Because Flickr is a site for photography, commenters tend to go easy on photos of paintings or drawings, which they don’t pretend to have expertise in. As a result, the minimal commentary on Guoleifsdottir’s early drawings was very forgiving — and even naïve. About the image of a young boy, one commenter gushed, “This is fabulous work, how long does it take you to do one of these?”

On the heels of this encouragement, Guoleifsdottir turned to photography in earnest. The first photos Guoleifsdottir posted to Flickr were shot with an analog camera: snapshots of her school-age sons and a portrait or two of herself.

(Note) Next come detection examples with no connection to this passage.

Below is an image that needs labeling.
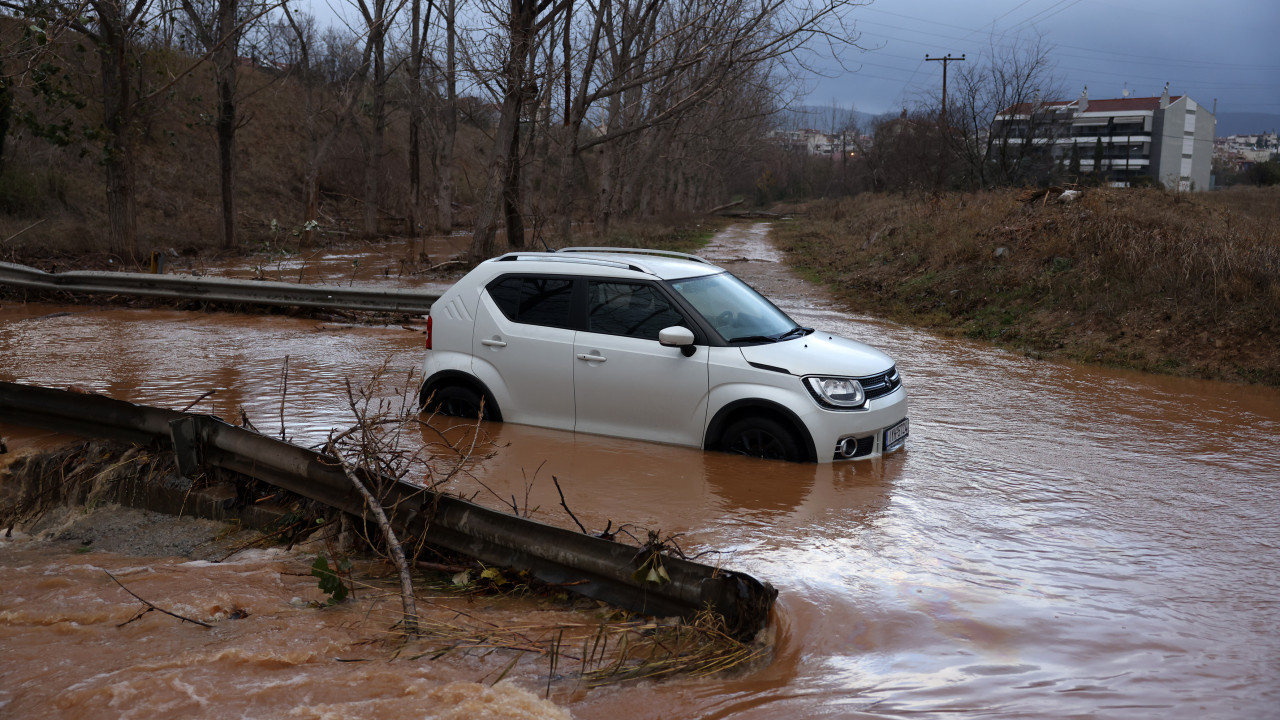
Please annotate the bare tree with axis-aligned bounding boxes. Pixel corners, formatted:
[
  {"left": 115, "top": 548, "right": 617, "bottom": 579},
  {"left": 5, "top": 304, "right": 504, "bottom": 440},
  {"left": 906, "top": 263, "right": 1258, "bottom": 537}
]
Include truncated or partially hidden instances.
[
  {"left": 946, "top": 37, "right": 1065, "bottom": 187},
  {"left": 355, "top": 0, "right": 406, "bottom": 236},
  {"left": 182, "top": 0, "right": 266, "bottom": 247},
  {"left": 471, "top": 0, "right": 570, "bottom": 260},
  {"left": 273, "top": 5, "right": 366, "bottom": 245},
  {"left": 0, "top": 0, "right": 160, "bottom": 258}
]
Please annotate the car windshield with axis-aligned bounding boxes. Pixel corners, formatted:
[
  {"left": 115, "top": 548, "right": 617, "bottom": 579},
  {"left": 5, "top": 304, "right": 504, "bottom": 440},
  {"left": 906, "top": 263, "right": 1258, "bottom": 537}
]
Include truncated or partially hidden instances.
[{"left": 668, "top": 273, "right": 808, "bottom": 342}]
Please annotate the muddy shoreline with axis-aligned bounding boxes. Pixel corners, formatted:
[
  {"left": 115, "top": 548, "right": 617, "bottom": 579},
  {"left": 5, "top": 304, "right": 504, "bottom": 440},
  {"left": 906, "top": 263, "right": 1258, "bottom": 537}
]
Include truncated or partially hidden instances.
[{"left": 772, "top": 188, "right": 1280, "bottom": 386}]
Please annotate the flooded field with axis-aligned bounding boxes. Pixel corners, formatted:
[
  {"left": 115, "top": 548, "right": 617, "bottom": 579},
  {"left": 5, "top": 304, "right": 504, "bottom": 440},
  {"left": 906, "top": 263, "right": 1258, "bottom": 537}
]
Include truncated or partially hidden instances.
[{"left": 0, "top": 225, "right": 1280, "bottom": 720}]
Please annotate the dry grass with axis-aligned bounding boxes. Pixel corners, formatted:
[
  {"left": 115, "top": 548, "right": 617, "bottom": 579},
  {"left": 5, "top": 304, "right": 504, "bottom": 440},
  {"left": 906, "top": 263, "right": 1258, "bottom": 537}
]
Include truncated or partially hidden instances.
[{"left": 776, "top": 188, "right": 1280, "bottom": 384}]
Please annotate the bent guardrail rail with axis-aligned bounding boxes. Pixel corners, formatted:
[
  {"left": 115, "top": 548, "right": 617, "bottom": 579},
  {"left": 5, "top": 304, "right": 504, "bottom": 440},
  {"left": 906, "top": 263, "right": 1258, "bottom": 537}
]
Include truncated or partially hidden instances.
[
  {"left": 0, "top": 382, "right": 777, "bottom": 637},
  {"left": 0, "top": 263, "right": 440, "bottom": 315}
]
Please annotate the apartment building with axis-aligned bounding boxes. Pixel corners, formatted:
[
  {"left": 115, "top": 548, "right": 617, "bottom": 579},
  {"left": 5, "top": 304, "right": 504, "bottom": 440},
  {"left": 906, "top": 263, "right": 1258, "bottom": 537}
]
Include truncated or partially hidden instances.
[{"left": 992, "top": 85, "right": 1217, "bottom": 190}]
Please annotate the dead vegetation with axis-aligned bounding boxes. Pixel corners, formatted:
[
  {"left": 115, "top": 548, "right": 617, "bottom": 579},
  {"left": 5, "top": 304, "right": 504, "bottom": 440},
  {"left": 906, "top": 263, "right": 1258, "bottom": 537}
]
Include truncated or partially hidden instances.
[
  {"left": 774, "top": 188, "right": 1280, "bottom": 384},
  {"left": 0, "top": 370, "right": 769, "bottom": 681}
]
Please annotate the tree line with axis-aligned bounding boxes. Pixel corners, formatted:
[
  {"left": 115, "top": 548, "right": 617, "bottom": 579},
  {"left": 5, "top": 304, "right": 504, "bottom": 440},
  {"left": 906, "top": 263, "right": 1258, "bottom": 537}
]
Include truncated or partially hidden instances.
[{"left": 0, "top": 0, "right": 861, "bottom": 259}]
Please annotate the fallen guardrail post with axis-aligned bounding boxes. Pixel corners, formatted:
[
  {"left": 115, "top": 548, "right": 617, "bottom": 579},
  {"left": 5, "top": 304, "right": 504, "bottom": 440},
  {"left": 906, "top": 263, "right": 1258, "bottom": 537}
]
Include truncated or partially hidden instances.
[
  {"left": 0, "top": 382, "right": 777, "bottom": 638},
  {"left": 0, "top": 263, "right": 439, "bottom": 315}
]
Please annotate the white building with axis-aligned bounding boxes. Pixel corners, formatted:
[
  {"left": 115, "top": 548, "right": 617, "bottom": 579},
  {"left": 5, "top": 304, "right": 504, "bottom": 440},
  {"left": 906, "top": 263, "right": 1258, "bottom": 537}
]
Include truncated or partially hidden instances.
[{"left": 993, "top": 85, "right": 1217, "bottom": 190}]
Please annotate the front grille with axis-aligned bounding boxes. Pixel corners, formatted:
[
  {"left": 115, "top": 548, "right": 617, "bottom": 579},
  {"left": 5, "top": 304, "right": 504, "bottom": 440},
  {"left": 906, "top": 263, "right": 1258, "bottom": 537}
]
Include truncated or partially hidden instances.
[{"left": 858, "top": 366, "right": 902, "bottom": 400}]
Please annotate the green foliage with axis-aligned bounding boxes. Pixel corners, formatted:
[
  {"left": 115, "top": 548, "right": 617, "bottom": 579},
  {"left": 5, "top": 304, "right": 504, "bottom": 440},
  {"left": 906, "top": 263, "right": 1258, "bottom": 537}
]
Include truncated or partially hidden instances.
[
  {"left": 0, "top": 170, "right": 67, "bottom": 217},
  {"left": 1244, "top": 160, "right": 1280, "bottom": 186},
  {"left": 631, "top": 552, "right": 671, "bottom": 585},
  {"left": 311, "top": 555, "right": 351, "bottom": 605}
]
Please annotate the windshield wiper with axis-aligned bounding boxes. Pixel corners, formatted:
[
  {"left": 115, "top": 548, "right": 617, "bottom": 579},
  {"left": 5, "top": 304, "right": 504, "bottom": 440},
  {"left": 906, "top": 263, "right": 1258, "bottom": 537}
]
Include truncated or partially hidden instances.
[{"left": 778, "top": 325, "right": 813, "bottom": 342}]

Commenters loved the way Guoleifsdottir looked — she’s a weight-trained, protean-looking woman with movie-star eyes — but Flickr members often deem analog photos unfocused. (“A mixture of melancholy and curiosity,” wrote a commenter on one image. “It’s a shame about the focus.”)

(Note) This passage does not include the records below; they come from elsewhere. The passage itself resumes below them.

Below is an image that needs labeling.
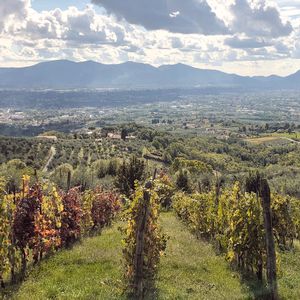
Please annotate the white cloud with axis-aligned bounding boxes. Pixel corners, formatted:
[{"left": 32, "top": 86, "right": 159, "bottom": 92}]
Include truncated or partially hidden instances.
[
  {"left": 92, "top": 0, "right": 227, "bottom": 34},
  {"left": 231, "top": 0, "right": 293, "bottom": 38},
  {"left": 0, "top": 0, "right": 300, "bottom": 75}
]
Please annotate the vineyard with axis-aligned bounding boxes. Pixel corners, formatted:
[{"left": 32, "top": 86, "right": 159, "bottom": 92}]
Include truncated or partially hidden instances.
[
  {"left": 0, "top": 175, "right": 120, "bottom": 287},
  {"left": 0, "top": 152, "right": 300, "bottom": 300}
]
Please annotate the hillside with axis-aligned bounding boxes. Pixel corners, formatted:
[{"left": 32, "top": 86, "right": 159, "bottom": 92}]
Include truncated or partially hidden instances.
[
  {"left": 0, "top": 60, "right": 300, "bottom": 89},
  {"left": 6, "top": 213, "right": 300, "bottom": 300}
]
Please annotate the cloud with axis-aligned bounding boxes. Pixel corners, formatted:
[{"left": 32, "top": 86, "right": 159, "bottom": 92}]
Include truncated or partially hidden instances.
[
  {"left": 92, "top": 0, "right": 228, "bottom": 35},
  {"left": 0, "top": 0, "right": 30, "bottom": 33},
  {"left": 22, "top": 7, "right": 126, "bottom": 46},
  {"left": 224, "top": 37, "right": 272, "bottom": 49},
  {"left": 231, "top": 0, "right": 293, "bottom": 38}
]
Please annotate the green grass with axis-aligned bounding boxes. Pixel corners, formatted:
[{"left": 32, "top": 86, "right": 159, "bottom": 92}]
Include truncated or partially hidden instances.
[
  {"left": 157, "top": 213, "right": 251, "bottom": 300},
  {"left": 5, "top": 213, "right": 300, "bottom": 300},
  {"left": 2, "top": 225, "right": 124, "bottom": 300}
]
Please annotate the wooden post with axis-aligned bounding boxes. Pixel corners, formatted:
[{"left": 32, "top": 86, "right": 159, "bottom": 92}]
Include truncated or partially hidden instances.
[
  {"left": 67, "top": 171, "right": 71, "bottom": 191},
  {"left": 260, "top": 179, "right": 279, "bottom": 300},
  {"left": 134, "top": 181, "right": 152, "bottom": 300}
]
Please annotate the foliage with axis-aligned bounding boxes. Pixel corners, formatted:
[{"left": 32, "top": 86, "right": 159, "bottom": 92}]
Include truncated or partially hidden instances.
[
  {"left": 173, "top": 182, "right": 298, "bottom": 279},
  {"left": 115, "top": 156, "right": 145, "bottom": 197},
  {"left": 0, "top": 176, "right": 120, "bottom": 285}
]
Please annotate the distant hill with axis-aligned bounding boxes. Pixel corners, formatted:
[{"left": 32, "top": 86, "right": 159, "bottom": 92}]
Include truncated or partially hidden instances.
[{"left": 0, "top": 60, "right": 300, "bottom": 89}]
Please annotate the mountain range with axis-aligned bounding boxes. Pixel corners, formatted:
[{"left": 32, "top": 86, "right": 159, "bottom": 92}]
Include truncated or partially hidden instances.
[{"left": 0, "top": 60, "right": 300, "bottom": 90}]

Guoleifsdottir shifted to a digital camera, first using a Canon Digital Ixus, and then a Canon EOS Digital Rebel XT, one of the most popular cameras on Flickr. (Discussions of cameras, lenses and film pervade the site.) When she started uploading digital pictures, like her stony self-portrait “torso,” her photos starting breaking Flickr records for numbers of views, and comments turned to catcalls (“gosh . . . huge breasts,” someone noted astutely).

Guoleifsdottir learned how to title and tag photos so that they might readily come up in searches; how to police copyright transgressions (as when some of her photos were sold illegally on eBay); and how to push, push contrasts by processing her pictures with Photoshop software. These skills might not have advanced her with New York galleries, but they made for a charmed ride on Flickr. A photography blogger who posts under the name Thomas Hawk is a Flickr regular, and he told me in an e-mail conversation that there is not a single Flickr style. But he conceded that intense postproduction processing is necessary for popularity on the site.

Guoleifsdottir’s next step was to abandon realism. A few experiments in 10-second exposures led her to juvenile representations of specters and phantoms, which nonetheless drew praise. Playing with shutter speed, she caught an image of liquor splashing out of a glass; Flickr named it the most-interesting photo of the day on July 29, 2005. She started intensely manipulating and coloring her photos in postproduction, creating haunted interiors, doubled images, filtered landscapes and contrived composites. Comments shot up; her page-views hit the millions.